Shroud of Secrecy
There is a general shroud of secrecy around the interview process , hiring decisions and compensation offered. When you don’t communicate, people tend to lose trust. No wonder a recent survey by Team Blind shows that 70% tech employees don’t trust HR. In Part 2 of this 3 part article we saw the lack of transparency in the early parts of the tech hiring funnel. Viz. Resume completeness, job description and technical screening. In this part we will take a peek at what the candidates think about the end of the funnel- technical interviews , hiring decisions and compensation offered. From the results of the survey, it will become clear that lack of communication leaves the candidates guessing and left to themselves they aren’t kind to the IT companies. Remember talent is the primary driver of revenue and profits in the IT industry.
Candidates impression 1: Buzzwords score well in the technical interviews.
In the same survey more than 70% candidates said that interviewers do go into details of past experience giving more importance to analytical skills and problem solving abilities. About 44% also say that the frequently face deep dive technical interviews involving hands on coding exercises. But an overwhelming 70% surprisingly felt that companies give more importance to presentation skills and ability to use buzzwords. Companies can easily correct this impression by communicating their rationale behind choosing candidate A over candidate B. This information is never explicitly captured in the hiring process.
Candidates impression 2: Technically weaker developers can do better.
There is a feeling among candidates that technical abilities don’t translate into higher pay. It could be because there is no formal measure of technical ability. Every candidate thinks that she is technically better than the others. This impression can be corrected if companies adopt and widely share a metric that allows them to justify why someone deserves better pay as compared to others with the same level of experience. Interviewers’ individual opinions lack objectivity.
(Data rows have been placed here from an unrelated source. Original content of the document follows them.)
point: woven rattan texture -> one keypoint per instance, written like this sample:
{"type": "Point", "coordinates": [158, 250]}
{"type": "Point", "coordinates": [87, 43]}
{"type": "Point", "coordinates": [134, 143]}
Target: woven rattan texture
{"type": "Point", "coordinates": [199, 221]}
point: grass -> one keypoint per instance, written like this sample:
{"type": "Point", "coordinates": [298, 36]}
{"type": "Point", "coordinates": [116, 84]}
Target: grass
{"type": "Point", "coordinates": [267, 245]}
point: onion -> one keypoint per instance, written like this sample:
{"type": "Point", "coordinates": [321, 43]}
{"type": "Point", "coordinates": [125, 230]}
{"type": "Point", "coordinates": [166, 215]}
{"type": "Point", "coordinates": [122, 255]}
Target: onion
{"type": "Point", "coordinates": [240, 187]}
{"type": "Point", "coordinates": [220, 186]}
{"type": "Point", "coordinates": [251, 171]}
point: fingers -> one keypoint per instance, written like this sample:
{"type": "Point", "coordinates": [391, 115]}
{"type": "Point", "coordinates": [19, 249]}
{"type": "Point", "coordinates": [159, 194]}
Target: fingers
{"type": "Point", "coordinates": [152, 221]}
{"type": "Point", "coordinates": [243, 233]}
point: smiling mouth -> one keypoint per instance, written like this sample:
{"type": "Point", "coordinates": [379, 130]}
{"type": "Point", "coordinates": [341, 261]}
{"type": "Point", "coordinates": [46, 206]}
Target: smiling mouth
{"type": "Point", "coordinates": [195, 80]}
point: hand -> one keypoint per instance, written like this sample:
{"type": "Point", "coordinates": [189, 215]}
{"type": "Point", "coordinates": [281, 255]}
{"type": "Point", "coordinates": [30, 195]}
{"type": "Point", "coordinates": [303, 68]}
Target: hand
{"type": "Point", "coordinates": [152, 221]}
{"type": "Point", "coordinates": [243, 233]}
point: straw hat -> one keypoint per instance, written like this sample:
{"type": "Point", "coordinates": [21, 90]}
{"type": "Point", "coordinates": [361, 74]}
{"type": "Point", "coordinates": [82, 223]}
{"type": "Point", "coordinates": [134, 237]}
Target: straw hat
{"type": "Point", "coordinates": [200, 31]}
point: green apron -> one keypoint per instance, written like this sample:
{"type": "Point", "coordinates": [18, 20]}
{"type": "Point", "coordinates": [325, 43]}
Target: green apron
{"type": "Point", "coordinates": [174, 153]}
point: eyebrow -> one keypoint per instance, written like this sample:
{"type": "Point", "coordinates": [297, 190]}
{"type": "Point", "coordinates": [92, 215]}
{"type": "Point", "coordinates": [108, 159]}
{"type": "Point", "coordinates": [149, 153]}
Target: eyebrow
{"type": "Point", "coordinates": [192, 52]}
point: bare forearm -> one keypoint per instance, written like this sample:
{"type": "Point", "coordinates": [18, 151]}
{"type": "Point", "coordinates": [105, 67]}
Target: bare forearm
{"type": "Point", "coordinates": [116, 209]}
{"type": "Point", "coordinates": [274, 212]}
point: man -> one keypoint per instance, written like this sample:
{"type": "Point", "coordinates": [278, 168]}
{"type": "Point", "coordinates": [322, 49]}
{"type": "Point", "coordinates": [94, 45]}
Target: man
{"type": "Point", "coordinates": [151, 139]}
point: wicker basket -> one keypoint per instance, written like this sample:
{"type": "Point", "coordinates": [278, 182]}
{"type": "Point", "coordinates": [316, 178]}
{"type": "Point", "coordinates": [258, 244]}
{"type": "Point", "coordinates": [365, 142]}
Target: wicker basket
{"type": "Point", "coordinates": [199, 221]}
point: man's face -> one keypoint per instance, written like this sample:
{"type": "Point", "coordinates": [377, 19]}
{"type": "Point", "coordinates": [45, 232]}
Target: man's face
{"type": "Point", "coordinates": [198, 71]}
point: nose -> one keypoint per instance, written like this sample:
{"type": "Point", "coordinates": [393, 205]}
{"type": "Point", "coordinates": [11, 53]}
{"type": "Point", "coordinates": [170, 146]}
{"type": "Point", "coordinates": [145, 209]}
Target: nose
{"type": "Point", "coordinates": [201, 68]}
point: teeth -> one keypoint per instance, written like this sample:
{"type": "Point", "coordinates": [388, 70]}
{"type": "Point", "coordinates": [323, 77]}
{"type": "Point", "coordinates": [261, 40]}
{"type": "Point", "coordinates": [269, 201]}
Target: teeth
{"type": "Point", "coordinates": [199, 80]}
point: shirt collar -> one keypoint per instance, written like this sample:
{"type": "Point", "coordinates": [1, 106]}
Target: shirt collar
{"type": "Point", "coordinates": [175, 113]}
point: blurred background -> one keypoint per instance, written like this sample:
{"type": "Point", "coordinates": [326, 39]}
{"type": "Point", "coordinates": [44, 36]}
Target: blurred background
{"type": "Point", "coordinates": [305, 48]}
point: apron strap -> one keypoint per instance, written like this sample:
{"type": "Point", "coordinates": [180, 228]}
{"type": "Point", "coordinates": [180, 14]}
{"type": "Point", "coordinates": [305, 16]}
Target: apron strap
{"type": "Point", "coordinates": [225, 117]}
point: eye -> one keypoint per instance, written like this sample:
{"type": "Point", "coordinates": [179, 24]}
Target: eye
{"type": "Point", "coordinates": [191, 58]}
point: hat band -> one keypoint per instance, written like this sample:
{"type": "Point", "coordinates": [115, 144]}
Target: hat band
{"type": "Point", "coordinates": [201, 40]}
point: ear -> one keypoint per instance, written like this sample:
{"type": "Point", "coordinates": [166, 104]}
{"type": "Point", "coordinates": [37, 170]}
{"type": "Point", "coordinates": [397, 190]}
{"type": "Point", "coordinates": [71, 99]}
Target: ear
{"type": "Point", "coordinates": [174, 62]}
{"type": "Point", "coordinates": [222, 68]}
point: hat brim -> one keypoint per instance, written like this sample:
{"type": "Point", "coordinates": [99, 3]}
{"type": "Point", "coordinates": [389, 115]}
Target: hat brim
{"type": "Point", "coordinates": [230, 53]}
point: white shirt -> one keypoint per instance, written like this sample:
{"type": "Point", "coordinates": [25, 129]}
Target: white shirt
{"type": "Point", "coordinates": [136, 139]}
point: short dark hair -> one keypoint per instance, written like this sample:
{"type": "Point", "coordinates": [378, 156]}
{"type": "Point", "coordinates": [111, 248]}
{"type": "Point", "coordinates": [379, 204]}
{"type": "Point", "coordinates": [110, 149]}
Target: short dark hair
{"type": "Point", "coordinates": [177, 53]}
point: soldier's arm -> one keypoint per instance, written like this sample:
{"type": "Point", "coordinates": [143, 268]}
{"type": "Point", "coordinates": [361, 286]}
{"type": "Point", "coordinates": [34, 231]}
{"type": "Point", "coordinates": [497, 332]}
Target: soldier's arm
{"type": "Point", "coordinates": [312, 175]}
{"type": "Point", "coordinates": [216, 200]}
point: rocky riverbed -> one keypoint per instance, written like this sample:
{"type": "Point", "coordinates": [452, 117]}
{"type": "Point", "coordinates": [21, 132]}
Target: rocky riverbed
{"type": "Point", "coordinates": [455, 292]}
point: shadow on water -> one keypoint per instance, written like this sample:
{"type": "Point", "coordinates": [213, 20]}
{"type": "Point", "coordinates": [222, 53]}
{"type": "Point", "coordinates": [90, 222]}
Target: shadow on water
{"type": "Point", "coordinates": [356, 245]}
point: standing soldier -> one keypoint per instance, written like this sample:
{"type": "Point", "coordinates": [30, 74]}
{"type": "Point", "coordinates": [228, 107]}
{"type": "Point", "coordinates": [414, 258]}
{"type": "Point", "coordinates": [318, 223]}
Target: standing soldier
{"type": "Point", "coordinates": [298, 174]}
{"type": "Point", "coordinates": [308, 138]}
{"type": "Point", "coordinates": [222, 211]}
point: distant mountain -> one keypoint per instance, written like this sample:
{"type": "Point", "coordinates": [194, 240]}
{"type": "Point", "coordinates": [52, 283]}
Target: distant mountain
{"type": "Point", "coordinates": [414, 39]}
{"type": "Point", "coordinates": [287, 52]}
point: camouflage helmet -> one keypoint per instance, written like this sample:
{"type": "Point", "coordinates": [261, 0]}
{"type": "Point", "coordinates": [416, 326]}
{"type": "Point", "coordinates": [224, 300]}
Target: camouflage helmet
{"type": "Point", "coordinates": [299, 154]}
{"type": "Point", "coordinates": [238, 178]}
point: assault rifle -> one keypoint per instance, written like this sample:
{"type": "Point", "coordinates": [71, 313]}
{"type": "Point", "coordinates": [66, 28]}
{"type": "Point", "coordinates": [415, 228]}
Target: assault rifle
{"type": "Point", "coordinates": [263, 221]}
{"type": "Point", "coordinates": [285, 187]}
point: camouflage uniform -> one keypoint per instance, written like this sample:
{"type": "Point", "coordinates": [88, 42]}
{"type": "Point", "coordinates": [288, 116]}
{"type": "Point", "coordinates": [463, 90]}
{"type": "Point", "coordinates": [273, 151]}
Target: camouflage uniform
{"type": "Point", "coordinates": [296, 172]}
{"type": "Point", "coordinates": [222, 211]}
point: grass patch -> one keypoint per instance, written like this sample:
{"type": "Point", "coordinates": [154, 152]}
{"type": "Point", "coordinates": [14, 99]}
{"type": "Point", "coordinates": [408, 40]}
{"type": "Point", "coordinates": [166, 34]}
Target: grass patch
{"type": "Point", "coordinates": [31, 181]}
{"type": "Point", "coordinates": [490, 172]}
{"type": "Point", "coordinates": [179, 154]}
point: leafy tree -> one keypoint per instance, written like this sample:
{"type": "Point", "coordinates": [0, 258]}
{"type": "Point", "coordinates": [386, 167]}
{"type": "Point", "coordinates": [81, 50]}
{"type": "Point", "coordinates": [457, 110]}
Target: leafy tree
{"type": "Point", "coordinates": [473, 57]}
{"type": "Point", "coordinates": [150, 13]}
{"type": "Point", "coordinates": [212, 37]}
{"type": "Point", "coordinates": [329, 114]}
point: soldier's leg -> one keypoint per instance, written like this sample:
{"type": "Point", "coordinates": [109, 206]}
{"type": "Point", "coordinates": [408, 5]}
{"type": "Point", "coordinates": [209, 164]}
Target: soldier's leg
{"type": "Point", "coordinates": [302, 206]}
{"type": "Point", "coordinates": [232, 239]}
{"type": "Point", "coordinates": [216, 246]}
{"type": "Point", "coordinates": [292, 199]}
Often competing candidates aren’t interviewed by the same panels leading to further deterioration of objectivity. A metric of technical ability can help the companies to reach more rational and objective decisions.
Candidates impression 3: Job hoppers get better deals.
Some candidates become proficient in their interview skills. There are several resources on the internet like Glassdoor which give fair insight into the types of questions that are likely to be asked for specific jobs in specific companies. As a result those who switch jobs more frequently tend to do better in their interviews. Loyal incumbents lag behind. Companies maintain confidentiality and secrecy about the negotiated and offered compensation. The loyal incumbents get upset when the secret becomes widely known . Companies should realize that employees tend to freely share their compensation numbers among themselves. You can’t expect well performing cohesive teams without this level of informal communication. Companies should reward loyalty by correcting their pay structure to match the levels ruling in the market. Companies can use services like paywatch for effective pay corrections.
There is no doubt that there are many problems with technical hiring that need to be fixed. Lack of transparency reflects general apathy of the IT companies towards what candidates think. There will be a few companies who will see this as an opportunity and fix the problem by becoming more progressive and communicative. Software such as the Rezoomex Assessment and Ranking System will help these companies to measure technical ability and set compensation levels based on hard data to bring objectivity to the decisions. May be these progressive companies will get a headstart over others.